Once this done you can provide the Server details, like which services will be installed on which node. After the service selection on the node click on Continue. You will be on database page where you need to provide the database details like below.

img

After This, You will land onto configuration page where we need to provide the directories for services, I have used below it will be created automatically.

PropertyPath
dfs.datanode.data.dir/data/datanode
dfs.namenode.name.dir/data/namenode
dfs.namenode.checkpoint.dir/data/snamenode
yarn.nodemanager.local-dirs/node/local

Click Next, It will start installing and running commands in background once its completed click on Finish. Now you will be redirected to Home page of cloudera

ins-7

After Installation

There are few steps you need to perform after installation of services.

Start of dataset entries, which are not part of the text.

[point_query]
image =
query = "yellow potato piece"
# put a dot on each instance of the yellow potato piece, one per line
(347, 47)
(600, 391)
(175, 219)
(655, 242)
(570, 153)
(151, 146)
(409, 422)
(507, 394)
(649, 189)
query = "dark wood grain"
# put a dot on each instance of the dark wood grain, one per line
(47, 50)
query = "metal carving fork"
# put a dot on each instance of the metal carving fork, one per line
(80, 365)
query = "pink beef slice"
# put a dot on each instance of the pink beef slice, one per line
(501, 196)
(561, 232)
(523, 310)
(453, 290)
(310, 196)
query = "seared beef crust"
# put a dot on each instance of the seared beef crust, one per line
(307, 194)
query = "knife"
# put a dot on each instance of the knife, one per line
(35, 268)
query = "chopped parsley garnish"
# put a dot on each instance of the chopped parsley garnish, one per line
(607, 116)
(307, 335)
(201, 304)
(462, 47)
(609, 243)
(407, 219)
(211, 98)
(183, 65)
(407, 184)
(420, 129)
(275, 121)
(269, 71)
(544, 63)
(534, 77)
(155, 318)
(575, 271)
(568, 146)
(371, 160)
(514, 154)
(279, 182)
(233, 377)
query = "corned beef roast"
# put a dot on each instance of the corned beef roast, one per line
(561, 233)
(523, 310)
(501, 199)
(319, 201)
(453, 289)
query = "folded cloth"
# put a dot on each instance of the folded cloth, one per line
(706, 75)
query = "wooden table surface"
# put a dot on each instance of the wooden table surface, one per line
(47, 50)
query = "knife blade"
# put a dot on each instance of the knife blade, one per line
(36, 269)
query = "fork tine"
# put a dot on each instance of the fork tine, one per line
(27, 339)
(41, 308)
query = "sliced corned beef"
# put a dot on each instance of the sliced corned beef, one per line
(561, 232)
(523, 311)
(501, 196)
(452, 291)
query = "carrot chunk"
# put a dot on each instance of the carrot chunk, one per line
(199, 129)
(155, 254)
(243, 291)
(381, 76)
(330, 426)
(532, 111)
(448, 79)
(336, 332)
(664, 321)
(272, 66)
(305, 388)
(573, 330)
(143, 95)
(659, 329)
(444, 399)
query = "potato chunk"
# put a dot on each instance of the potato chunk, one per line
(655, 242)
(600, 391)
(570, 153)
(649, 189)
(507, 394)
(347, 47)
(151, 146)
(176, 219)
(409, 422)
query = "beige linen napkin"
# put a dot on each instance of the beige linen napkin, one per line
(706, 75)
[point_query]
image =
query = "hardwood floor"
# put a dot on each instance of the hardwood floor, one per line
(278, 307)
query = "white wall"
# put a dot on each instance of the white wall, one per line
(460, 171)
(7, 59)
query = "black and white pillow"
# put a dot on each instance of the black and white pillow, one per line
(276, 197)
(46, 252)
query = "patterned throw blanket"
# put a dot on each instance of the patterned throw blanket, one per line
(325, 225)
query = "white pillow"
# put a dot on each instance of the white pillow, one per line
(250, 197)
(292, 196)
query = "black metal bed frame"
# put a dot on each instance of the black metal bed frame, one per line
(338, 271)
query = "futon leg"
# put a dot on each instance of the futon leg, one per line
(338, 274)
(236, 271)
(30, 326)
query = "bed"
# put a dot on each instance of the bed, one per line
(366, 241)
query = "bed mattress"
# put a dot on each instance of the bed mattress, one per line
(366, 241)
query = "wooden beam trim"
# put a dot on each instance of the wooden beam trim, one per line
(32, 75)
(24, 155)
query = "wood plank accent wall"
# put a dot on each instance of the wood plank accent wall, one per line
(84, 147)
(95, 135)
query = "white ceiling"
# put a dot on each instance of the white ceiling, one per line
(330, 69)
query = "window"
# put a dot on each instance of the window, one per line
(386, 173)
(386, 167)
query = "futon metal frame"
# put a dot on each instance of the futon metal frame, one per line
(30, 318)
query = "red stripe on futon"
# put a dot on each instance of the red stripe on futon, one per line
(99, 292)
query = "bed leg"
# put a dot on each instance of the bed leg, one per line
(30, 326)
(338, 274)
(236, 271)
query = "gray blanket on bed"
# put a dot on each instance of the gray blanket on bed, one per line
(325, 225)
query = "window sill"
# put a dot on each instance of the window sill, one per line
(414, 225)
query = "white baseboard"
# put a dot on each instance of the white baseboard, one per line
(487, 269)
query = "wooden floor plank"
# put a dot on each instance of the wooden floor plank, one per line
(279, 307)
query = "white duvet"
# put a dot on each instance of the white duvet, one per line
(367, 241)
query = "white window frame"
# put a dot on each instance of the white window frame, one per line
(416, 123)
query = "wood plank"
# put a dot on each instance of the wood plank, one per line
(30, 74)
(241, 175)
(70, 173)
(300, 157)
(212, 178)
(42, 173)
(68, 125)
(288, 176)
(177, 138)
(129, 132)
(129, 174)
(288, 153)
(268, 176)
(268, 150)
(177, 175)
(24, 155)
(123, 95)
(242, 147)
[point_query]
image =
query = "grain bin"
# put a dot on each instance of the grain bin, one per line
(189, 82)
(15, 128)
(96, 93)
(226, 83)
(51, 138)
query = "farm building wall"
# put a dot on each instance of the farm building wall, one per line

  • Install yarn Jars/Dependencies and HS directories on Hdfs
  • Root Directory for Hbase
  • Iniitalize the solr
  • Create hive userdir and Warehouse directories
  • Enable HA for HDFS and YARN
  • Migration of CM database from embadded to another

Install yarn Jars/Dependencies

You need to click in yarn services

1
2
3
4
Cluster -> Yarn -> Actions -> Install YARN MapReduce Framework Jars
Cluster -> Yarn -> Actions -> Install YARN Service Dependencies
Cluster -> Yarn -> Actions -> Create Job History Dir
Cluster -> Yarn -> Actions -> Create NodeManager Remote Application Log Directory

Root Directory for Hbase

Create the root directory on hdfs for Hbase

1
Cluster -> Hbase -> Actions -> Create Root Directory

Initalize the solr

Before starting the solr you need to initialise it else it will not start

1
Cluster -> CDP-INFRA-SOLR -> Actions -> Initialize Solr

Create hive userdir and Warehouse directories

Creating the hive user directory and warehouse directory for managed and external tables

1
2
3
Cluster -> Hive -> Actions -> Create Hive User Directory
Cluster -> Hive -> Actions -> Create Hive Warehouse Directory
Cluster -> Hive -> Actions -> Create Hive Warehouse External Directory

Enable HA for HDFS

1
Cluster -> Hdfs -> Actions -> Enable High Availability

you need to provide the name service and select the second host along with journal nodes

1
2
3
4
nameservice       : cdpdcservice
Standby Namenode  : c2110-node-1
Journalnode       : c2110-node-[3-5] [same as datanode]
Journal_node_path : /data/journalnode

For each of the Hive service(s) Hive, stop the Hive service, back up the Hive Metastore Database to a persistent store, run the service command Update Hive Metastore NameNodes, then restart the Hive services.

1
2
3
Cluster -> Hive -> Actions -> Stop
Cluster -> Hive -> Actions -> Update Hive Metastore NameNodes
Cluster -> Hive -> Actions -> Start

Enable HA for YARN

1
Cluster -> Yarn -> Actions -> Enable High Availability

Here you need to select the node where you want to install the standby ResourceManager, As I selected the c2110-node2.

This post is licensed under CC BY 4.0 by the author.